Nell’impalcatura del noir sarà proprio lui a dipanare la matassa di una verità che fa acqua da tutte le parti, scavando nel passato. Ma la sua prospettiva si impone come dominante solo nel momento risolutivo della parte finale – per ricucire i fili di una storia filtrata dalle molteplici e spesso incoerenti prospettive di tutti coloro che, anche solo per un momento, hanno allacciato le loro vite a quella di Clara.
L’indagine privata di Michele non è che l’espediente per mettere a nudo fragilità e bassezze di una famiglia borghese che assurge a emblema dei mali della classe sociale a cui appartiene e del Sud nel suo insieme, senza mai tuttavia perdere di vista il fulcro narrativo ultimo rappresentato dall’essere umano in sé, nella duplice natura di carnefice e vittima.

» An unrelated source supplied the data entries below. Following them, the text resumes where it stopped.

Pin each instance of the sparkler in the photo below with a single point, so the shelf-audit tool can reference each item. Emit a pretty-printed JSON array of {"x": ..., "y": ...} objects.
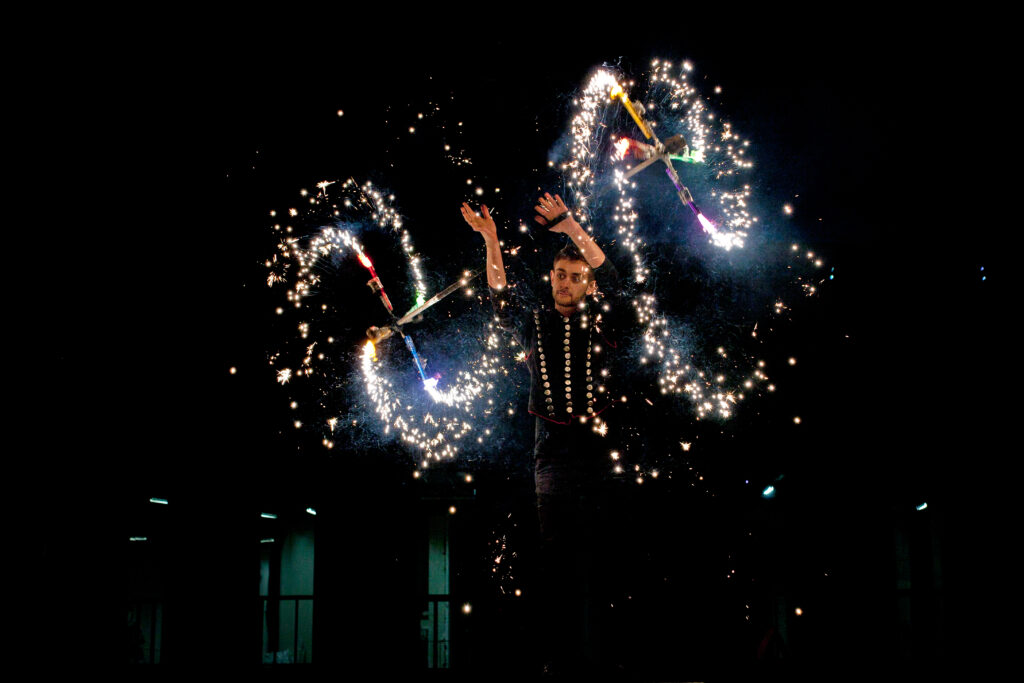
[
  {"x": 434, "y": 428},
  {"x": 437, "y": 427},
  {"x": 674, "y": 147}
]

«Tutta la sua vita era stata una crescita equipollente di fortuna e minaccia. Non capiva se fosse un aspetto legato alla natura dei singoli uomini o a quella degli affari in generale, la cui anima sarebbe allora davvero somigliata al piccolo demone che si scorge ogni tanto sulla facciata delle banche nei giorni di sole accecante».

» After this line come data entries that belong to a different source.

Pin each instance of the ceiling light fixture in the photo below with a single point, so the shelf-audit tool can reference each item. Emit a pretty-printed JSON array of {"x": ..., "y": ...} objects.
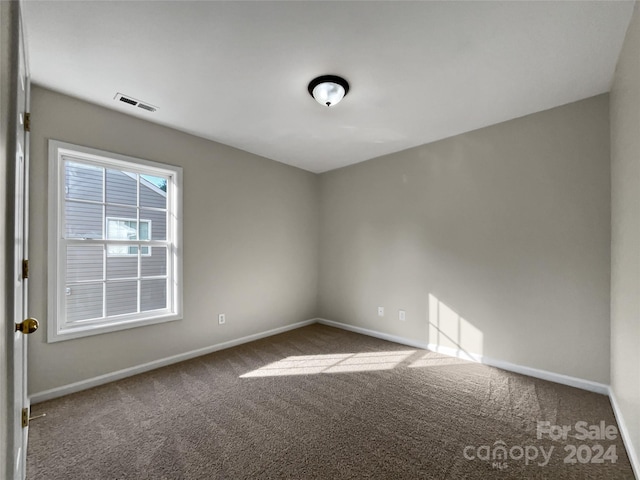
[{"x": 328, "y": 89}]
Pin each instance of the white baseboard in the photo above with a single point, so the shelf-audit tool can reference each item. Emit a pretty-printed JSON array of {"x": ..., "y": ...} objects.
[
  {"x": 473, "y": 357},
  {"x": 373, "y": 333},
  {"x": 624, "y": 431},
  {"x": 532, "y": 372},
  {"x": 145, "y": 367}
]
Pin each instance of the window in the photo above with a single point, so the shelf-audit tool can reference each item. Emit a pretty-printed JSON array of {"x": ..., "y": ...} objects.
[
  {"x": 127, "y": 229},
  {"x": 114, "y": 242}
]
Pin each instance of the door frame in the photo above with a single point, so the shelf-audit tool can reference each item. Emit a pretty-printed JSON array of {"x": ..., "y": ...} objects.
[{"x": 13, "y": 368}]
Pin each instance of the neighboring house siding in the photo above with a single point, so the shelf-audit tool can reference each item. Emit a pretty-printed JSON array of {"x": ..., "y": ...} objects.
[{"x": 86, "y": 263}]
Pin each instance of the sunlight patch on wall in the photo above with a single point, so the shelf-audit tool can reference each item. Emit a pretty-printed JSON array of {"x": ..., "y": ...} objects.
[
  {"x": 451, "y": 334},
  {"x": 331, "y": 363}
]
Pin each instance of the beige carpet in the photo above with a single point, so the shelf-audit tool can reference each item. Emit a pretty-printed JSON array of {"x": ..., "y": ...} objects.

Come attraverso quelle macchine fotografiche che consentono di sovrapporre più scatti, Lagioia stratifica il suo romanzo su tre dimensioni principali: quella umana, appunto, quella politico-sociale, e quella paesaggistico-naturale. Il fil rouge che le tiene saldamente insieme è proprio la ferocia, intesa non tanto nell’accezione convenzionalmente dispregiativa che si è soliti attribuire al termine, ma recuperandone un’etimologia prossima al latino fera, “bestia”.
Di animali a popolare il romanzo in effetti ce ne sono tanti, da quelli domestici a quelli che abitano la natura circostante, fino a quelli simbolicamente rappresentati in opere d’arte. Il parallelismo costante tra le due realtà innesta un meccanismo di associazioni in virtù del quale persino le dinamiche contorte della corruzione e del malaffare si circoscrivono all’interno di quell’unica legge di natura che è l’istinto di sopravvivenza, stemperando la loro assurdità nel principio di necessità.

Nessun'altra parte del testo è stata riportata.